So what we have in Colorado is a situation where you have a right to bear arms, but an incredibly limited right to use them. There are circumstances where, even simply announcing you are armed with a gun (or another weapon) or have the intention to defend yourself, your family or your property can result in the commission of a felony.
Yes, there does exist the affirmative defense of self-defense, defense of another, or of property. But in many fights, the only witnesses are those who are fighting. And even if the fight takes place within your house, and the assailant says you invited them in, or if they were selling cookies or magazines or something like that, you could be severely punished as a felon if you cannot prove to the Judge or Jury otherwise. Could you convince them? Bad guys are good at lying. The attacker will lie to defend themselves against the inevitable justice they face. It is even a fact that in the numerous case histories, assailants have confused police responders whose home it was, resulting in the arrest of the homeowner!
But it won’t matter much if you admit your crime to the police officer who comes to respond: once you’ve admitted what you did (menacing the attacker with your weapon), it matters little whether you did it to defend yourself, or a loved one, or your property. The officer will likely arrest you, and let the Judge and jury sort out whether it actually was illegal or not. It is not the job of the police officer to judge you. It is their discretion to warrant a crime of violence has occurred.

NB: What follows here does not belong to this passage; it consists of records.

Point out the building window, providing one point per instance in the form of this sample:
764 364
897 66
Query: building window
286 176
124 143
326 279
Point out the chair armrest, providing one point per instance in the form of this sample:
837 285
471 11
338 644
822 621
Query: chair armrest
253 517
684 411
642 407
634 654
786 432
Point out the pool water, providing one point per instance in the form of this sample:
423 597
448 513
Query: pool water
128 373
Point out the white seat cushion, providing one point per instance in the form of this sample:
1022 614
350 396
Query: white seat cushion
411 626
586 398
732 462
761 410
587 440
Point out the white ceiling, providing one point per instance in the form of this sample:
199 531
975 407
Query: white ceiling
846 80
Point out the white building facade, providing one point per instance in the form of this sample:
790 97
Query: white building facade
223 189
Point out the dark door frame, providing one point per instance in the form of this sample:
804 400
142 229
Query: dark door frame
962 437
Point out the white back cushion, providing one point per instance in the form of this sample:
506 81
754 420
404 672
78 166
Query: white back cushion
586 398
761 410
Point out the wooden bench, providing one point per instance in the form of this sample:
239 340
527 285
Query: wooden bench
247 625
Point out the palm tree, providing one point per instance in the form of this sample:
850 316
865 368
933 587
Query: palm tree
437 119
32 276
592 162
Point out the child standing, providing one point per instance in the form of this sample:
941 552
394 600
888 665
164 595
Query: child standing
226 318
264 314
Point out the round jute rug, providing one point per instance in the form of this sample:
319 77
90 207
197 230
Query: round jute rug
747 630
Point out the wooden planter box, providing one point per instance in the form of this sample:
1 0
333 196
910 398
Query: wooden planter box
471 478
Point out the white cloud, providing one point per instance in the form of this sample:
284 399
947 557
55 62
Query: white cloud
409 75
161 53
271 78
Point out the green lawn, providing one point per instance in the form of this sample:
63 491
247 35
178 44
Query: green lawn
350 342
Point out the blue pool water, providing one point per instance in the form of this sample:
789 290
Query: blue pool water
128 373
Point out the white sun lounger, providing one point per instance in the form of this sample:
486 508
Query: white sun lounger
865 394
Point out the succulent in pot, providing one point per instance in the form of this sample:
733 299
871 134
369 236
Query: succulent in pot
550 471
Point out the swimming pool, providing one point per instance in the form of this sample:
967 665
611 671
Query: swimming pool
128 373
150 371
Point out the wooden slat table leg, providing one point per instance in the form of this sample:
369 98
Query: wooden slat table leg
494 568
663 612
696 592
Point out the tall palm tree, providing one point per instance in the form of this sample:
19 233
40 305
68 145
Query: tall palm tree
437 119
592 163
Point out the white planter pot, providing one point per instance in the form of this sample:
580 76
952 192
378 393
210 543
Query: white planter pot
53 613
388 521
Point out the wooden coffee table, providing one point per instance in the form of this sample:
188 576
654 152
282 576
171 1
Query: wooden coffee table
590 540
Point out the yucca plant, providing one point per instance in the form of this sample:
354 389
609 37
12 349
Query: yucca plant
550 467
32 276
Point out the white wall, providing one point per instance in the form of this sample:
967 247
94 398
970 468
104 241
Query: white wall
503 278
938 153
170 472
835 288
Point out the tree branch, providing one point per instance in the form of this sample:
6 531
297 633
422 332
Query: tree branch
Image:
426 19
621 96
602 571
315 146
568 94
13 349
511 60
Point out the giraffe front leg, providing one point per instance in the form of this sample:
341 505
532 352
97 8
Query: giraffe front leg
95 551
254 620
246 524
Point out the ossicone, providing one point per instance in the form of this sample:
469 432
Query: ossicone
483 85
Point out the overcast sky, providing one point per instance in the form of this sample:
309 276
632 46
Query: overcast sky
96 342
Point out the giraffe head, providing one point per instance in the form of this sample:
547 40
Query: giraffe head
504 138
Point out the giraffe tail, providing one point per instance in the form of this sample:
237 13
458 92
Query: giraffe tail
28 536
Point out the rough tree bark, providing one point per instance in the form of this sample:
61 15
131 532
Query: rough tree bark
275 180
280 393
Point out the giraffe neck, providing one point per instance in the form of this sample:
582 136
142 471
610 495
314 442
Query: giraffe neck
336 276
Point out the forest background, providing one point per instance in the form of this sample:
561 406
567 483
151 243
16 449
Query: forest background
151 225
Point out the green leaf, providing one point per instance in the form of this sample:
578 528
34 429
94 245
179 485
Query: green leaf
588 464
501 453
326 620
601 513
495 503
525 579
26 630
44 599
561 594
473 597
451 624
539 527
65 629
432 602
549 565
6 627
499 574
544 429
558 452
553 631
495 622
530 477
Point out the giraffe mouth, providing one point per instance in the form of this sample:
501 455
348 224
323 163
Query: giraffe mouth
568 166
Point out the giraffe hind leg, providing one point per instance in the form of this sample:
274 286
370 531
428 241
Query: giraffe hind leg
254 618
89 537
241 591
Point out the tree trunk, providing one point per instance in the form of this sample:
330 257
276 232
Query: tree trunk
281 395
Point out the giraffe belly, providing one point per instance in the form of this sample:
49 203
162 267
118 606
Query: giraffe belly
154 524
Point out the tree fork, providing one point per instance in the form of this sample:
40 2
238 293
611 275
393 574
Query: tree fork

Once arrested, you will need a lawyer. Representing yourself, you waive your 5th Amendment right against self-incrimination. Remember, if you admit that you have even menaced your assailant, you are admitting a crime – you are simply asking the Court to be lenient on account of the excusable nature of the crime. But with minimum sentences, even if the Court wanted to be merciful, short of finding you not-guilty, you will not receive mercy.
So what if you could prove you defended yourself lawfully? Could you afford a lawyer for your defense? Tens of thousands of dollars do not come easily. Can you trust a public defender? If you plead and get mercy, can you afford the court costs and penalties? The costs of probation? The required anger management classes? The costs of restitution for damaging your assailant? Or do you trust a Jury or a Judge to understand your case? Can you risk years in jail before your trial if you cannot make bail – which in most crimes of violence begins in the $25,000 to $50,000 range? Who would provide for your family you sought to defend?
No answer is satisfactory once you begin down that path. Lawful self-defense in Colorado requires the person to defensively flee using improvised weapons.